El secreto en el árbol: Deseando amar

        El deseo de un amor secreto puede llegar a ser irreprimible y sólo se templa cuando es enunciado. En China se cuenta que, durante la antigüedad, cuando alguien tenía un secreto debía buscar un árbol en la montaña, hacer un agujero en él y murmurarlo para que quedara encerrado ahí con lodo. La Muestra de Cine concluyó con un trabajo excepcional, de atrayente belleza y dirigido por Wong Kar-Wai. Son precisamente el deseo y la necesidad de acallarlo las temáticas principales de Deseando amar (Hua yang nian hua, 2000).
        Encapsulado en la historia, el espectador se halla en el Hong Kong de los años sesenta. Dos matrimonios jóvenes, los Chan y los Chow, se mudan a cuartos contiguos en el mismo día dando pie a la primera coincidencia. Gracias a cargas laborales y viajes de negocios a Japón, las dos parejas se distanciarán y volverán a encontrarse en un doloroso intercambio. Gracias a ciertos objetos —una bolsa de mano, una corbata, dos cartas con sellos japoneses— el señor Chow (Tony Leung) y la señora Chan (Maggie Cheung) se darán cuenta de la infidelidad compartida de sus esposos. Con la intención de averiguar en qué momento surge esta relación extramarital, convierten su amistad en un escenario y actúan en lugar de los infieles siempre con la condición de nunca ser como ellos. Sin saberlo, después de comidas y pláticas juntos, empezarán a enamorarse.

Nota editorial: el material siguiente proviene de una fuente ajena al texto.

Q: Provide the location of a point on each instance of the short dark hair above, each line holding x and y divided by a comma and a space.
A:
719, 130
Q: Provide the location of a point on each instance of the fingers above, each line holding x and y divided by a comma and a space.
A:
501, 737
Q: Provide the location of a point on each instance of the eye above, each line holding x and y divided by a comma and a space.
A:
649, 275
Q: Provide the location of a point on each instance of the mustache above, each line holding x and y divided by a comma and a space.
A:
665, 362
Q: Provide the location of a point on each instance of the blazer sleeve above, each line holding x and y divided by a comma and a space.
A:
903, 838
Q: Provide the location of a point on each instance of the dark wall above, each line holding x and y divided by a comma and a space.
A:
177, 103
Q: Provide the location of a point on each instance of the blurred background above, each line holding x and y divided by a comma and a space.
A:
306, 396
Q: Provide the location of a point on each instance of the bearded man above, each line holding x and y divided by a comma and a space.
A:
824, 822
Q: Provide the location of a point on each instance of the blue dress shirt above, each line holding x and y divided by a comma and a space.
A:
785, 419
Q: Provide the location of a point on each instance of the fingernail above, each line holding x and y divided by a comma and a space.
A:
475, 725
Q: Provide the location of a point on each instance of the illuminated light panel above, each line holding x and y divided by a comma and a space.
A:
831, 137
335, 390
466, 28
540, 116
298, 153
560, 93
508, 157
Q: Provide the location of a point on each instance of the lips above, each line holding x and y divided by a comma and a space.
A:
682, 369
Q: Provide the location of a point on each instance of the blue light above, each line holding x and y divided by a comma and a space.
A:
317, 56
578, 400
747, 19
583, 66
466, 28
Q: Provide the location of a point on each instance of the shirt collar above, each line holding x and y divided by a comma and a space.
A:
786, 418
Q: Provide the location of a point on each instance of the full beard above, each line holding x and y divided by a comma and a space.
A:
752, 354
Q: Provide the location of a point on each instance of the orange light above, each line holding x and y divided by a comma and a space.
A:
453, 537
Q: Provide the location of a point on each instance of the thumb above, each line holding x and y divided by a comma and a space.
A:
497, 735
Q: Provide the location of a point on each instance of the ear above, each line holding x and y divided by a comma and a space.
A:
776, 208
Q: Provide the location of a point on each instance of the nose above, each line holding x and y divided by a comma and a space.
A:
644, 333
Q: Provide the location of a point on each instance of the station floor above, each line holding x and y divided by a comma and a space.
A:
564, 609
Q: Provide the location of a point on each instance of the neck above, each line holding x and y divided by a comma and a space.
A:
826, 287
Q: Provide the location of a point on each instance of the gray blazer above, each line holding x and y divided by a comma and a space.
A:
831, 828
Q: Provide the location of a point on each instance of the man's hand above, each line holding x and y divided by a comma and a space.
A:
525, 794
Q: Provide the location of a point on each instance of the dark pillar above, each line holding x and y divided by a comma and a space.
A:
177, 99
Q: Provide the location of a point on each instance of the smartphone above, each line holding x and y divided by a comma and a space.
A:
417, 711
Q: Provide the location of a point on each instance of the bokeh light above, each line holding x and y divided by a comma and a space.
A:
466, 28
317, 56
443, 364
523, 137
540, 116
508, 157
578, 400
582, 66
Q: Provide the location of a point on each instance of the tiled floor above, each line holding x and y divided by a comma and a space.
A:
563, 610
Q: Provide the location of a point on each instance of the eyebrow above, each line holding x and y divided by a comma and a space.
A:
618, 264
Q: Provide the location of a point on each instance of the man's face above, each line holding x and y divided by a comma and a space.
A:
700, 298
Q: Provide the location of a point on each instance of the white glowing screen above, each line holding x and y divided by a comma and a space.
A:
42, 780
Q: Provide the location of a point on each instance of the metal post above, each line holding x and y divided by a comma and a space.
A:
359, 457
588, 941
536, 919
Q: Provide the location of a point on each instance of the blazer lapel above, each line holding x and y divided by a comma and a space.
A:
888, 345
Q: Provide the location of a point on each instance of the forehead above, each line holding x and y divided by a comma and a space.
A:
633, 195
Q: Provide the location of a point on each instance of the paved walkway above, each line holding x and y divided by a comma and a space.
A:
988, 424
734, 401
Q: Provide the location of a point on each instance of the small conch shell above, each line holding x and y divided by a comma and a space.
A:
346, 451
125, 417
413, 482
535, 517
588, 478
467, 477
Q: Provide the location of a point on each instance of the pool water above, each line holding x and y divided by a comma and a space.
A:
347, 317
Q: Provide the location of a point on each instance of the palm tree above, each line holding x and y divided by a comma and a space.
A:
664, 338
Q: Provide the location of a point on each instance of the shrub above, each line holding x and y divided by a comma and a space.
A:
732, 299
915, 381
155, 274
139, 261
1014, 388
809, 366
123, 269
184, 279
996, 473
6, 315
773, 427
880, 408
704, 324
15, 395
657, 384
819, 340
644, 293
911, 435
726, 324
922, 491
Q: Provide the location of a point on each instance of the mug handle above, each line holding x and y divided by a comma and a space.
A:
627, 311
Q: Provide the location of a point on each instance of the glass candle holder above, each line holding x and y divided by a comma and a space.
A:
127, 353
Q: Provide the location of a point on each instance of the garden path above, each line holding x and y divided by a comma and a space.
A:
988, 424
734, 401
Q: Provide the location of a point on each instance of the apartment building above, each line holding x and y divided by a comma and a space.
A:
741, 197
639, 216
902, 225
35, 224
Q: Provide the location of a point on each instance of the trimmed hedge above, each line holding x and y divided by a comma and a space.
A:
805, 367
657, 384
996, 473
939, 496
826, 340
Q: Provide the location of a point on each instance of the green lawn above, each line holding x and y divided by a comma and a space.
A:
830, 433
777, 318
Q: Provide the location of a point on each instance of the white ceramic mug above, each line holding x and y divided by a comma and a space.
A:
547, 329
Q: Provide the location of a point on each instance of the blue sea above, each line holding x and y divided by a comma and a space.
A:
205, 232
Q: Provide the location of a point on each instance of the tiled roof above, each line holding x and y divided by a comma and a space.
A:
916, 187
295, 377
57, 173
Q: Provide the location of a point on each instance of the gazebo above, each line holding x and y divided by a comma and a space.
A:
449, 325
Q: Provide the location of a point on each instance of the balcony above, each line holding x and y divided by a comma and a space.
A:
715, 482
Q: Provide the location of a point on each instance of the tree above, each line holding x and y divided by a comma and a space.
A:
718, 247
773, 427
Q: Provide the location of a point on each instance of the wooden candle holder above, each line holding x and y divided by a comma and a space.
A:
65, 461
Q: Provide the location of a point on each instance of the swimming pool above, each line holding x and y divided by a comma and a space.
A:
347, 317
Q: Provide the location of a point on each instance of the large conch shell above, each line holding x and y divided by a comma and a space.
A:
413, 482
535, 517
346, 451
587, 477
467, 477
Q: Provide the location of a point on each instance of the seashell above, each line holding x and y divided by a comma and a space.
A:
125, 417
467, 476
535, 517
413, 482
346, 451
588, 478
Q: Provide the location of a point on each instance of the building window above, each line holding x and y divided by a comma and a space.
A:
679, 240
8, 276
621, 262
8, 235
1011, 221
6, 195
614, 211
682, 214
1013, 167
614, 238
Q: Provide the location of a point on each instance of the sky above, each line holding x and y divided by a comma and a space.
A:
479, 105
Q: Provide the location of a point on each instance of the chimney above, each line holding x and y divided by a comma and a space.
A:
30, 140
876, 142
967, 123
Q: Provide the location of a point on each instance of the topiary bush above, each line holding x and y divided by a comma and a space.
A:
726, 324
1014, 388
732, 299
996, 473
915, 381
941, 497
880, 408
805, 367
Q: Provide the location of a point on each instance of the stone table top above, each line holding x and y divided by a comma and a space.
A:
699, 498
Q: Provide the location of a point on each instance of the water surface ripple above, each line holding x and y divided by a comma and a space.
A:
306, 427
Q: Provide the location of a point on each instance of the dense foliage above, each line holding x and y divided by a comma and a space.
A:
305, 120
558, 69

        El director habla de la culpa reprimida con una sutileza admirable. Cada movimiento y cada palabra requieren la actividad y la interpretación porque sólo se cuenta lo importante. A pesar de dicha agilidad, la cámara lenta es utilizada en ciertos momentos para simbolizar las rutinas de soledad y le otorga al espectador un sentimiento etéreo sincronizado con la música. En los cortos viajes al puesto de comida cercano al edificio, la señora Chan y el señor Chow se toparán una y otra vez para adivinar en sus miradas lo que poco a poco aflorará sin preverlo. Es una complicidad establecida desde la primera vez, en la mesa de mahjong. Los infieles no tienen semblante. Sólo se nos permite escuchar sus voces, observarlos de espaldas. Wong Kar-Wai los ha borrado para no distraer con lo accesorio y para que los traicionados sigan ensayando su pieza teatral clandestina. Se narra una sola historia para sugerir la otra. De esta forma, el amor no confesado entre los protagonistas nace sin planearlo. Sólo así podrán hallar la respuesta al abandono de sus respectivos consortes. Y la resolución no es decepcionante porque el cineasta sabe que las coincidencias rara vez se repiten.
        Sorprenden de inmediato las sobrias actuaciones de Leung y Cheung, el equilibrio de la banda sonora con la presencia de nuestro idioma en voz de Nat King Cole, la refulgencia de la fotografía merecedora de un premio en Cannes, la maestría al hilar los elementos narrativos y el elemento poético del secreto en el árbol. Wong Kar-Wai ha logrado con Deseando amar una obra cinematográfica digna de recordarse. Imposible un mejor cierre para la Muestra.
 
Publicadas en el periódico La Opinión Milenio en febrero de 2002.